The authors conduct a field study in Nairobi, Kenya, in which they offer participants randomized access (through varying subsidies and credits) to improved cookstoves. The improved cookstove, called a Jikokoa, is energy efficient and uses less charcoal and emits less pollution than the types of cookstoves common among households in Nairobi. The authors follow up with study participants after 3.5 years of daily stove use to analyze their impacts on pollution and health.

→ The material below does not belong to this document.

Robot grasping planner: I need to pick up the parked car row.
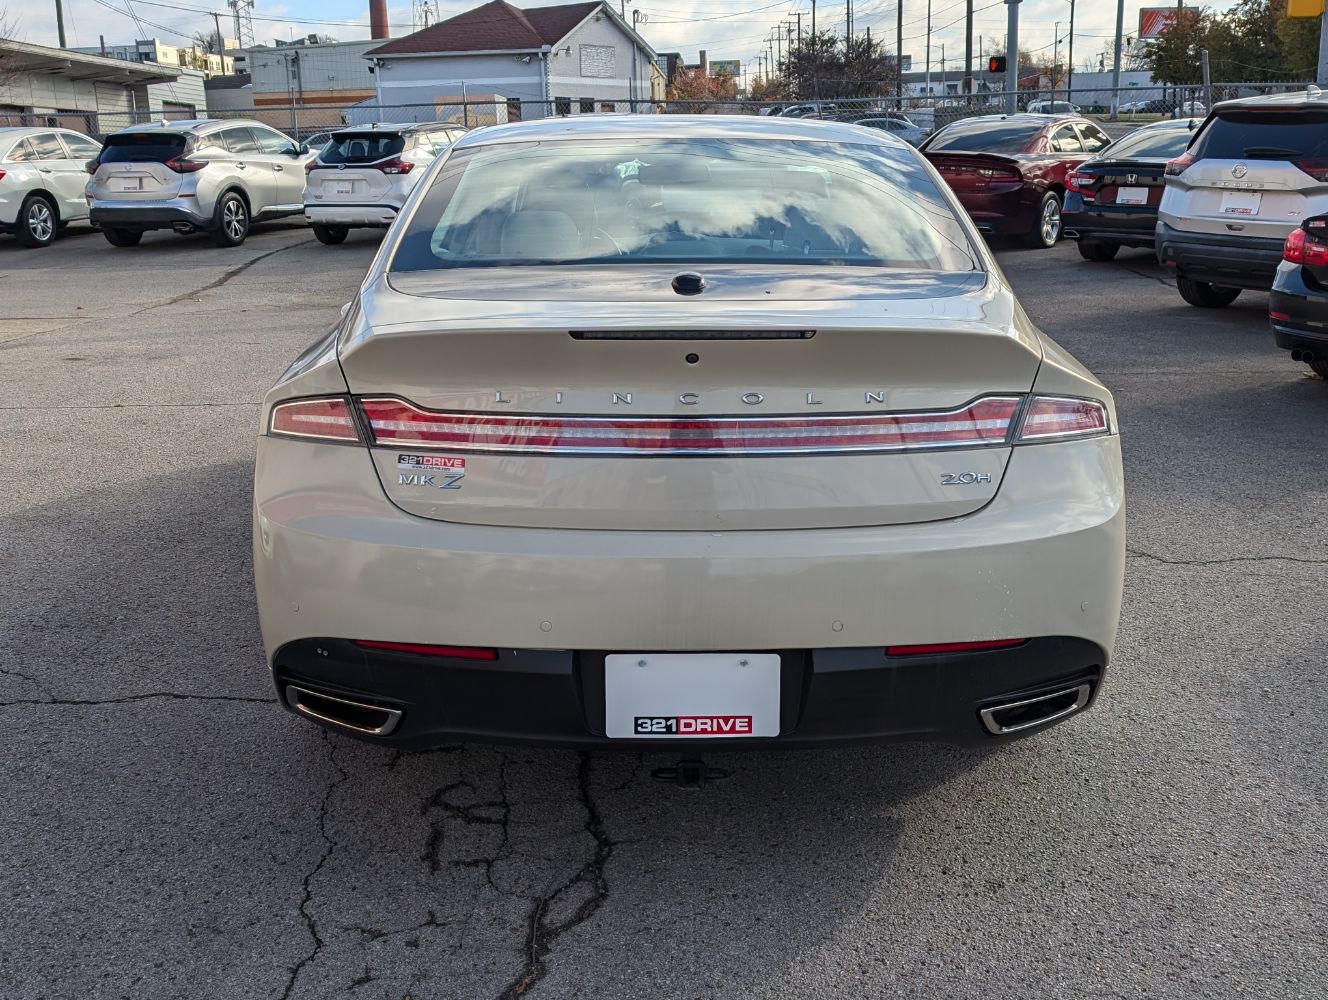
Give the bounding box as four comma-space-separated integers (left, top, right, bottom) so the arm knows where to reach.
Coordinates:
0, 118, 467, 249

To measure participants’ exposure to pollution, each participant wears a backpack containing two devices that record exposure to particulate matter and carbon monoxide on a minute-by-minute basis for 48 hours. Such high-frequency monitoring allows the authors to separately identify impacts on mean and peak pollution exposure. A complementary time use survey records each respondents’ indoor or outdoor activity during each of those 48 hours. To measure health, the authors use measurements of blood pressure and blood oxygen levels, and as well as individual characteristics including height and weight. Finally, the authors use a socio-economic survey to measure behavioral and financial impacts. They find the following:

  • The improved stove reduces peak emissions during cooking by 42%. For the control group (those who received smaller subsidies for their stoves), peak emissions while cooking are 125 micrograms per cubic meter (or, μg/ m3) higher than their median daily exposure, but improved stove ownership reduces this by 52μg/m3. Average exposure while cooking is 50 μg/m3 among the control group and 33 μg/m3 for the treatment group; for comparison, average exposure while not cooking is 36 μg/m3 for both groups.
  • These reductions in peak cooking emissions are largely offset by high levels of ambient pollution. Study participants report cooking for only two hours each day, on average, or 9% of their time. As a result, the large reductions in cooking pollution have only negligible impacts on participants’ overall exposure to pollution.
  • Adoption of the Jikokoa stove reduces selfreported respiratory symptoms such as sore throat, headache, cough, and runny nose. These are likely a direct result of reductions in peak emissions, and the authors find that these respiratory symptoms are correlated with peak levels of pollution, and not with average concentrations.
  • Despite these improvements, the authors find that adoption of the Jikokoa had no impact on an array of clinical, quantitative health measurements (including blood pressure and blood oxygen), medical diagnoses (including pneumonia), or health-related expenditures. In other words, against a backdrop of high ambient air pollution, the large reductions in peak cooking emissions appear to have had negligible impacts on long term indicators of health.
  • The $40 Jikokoa stove generates $86 in annual charcoal savings and reduces CO2 emissions at $4.9 per ton, suggesting government subsidies would generate large societal benefits.

These results suggest that the urban poor have only limited ability to improve their health through the private adoption of improved technologies. Instead, improving chronic and long-term health will depend on the reduction of ambient air pollution, which will require government intervention to address the negative pollution externality caused by economic activity. Despite this, these results support heavily subsidizing improved cookstove adoption as a cost-effective way of reducing carbon emissions.